With community facilities, inclusive of amenities, being amongst every community’s most expensive contributors to operating costs, it only makes sense to build and operate only what a community needs. Blindly building facilities without a strategic reason to have them is a waste of valuable resources and lost opportunity to achieve far greater community success.
STRATEGIC PLAN FIRST – THE ONE-DAY EXERCISE FOR STARTING FACILITY PLANNING.
So when a community is at a point where it needs to make facility upgrades or additions, start by doing a little strategic planning on what the community’s mission (purpose) is.
• Who does it serve (young, old, families, etc.)?
• What services and amenities should the community provide?
• What quality level should be attained?
• What would make the community unique and of great value to its residents?
Once these strategic questions are answered by the association and its board of directors, they provide an understanding of what is truly needed for facility and amenity upgrades.
SURVEY THE RESIDENTS
Now it is time to survey the residents by testing the strategic issues and learning what the entire community wants in facility and operating improvements. This important step in communications involves all residents and builds consensus on what to do, how to do it and how to pay for it.
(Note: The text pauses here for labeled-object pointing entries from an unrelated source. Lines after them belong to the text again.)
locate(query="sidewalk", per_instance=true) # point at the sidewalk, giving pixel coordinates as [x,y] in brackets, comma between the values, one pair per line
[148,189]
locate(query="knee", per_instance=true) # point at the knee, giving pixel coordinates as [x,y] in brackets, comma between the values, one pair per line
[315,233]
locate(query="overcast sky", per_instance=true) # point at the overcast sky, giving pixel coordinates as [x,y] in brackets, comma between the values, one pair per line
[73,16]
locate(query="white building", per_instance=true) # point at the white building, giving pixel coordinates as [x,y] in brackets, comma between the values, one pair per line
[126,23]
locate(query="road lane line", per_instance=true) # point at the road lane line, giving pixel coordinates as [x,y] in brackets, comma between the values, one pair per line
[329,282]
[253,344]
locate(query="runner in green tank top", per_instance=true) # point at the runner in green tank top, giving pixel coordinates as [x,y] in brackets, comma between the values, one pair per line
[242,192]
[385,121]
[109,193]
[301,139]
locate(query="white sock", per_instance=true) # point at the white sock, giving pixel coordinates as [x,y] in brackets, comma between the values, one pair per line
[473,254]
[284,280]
This is called “making the plan the residents’ plan,” and it is very important.
PLAN THE FACILITIES WITH ALL THE FACTS
Then with the strategic plan and residents’ survey clearly pointing the way for future facility needs, the community is ready to proceed with planning improvements that are supported by the association board and the great majority of residents. It takes a little longer to do facility planning this way, but it pays off in big ways of project success and community harmony.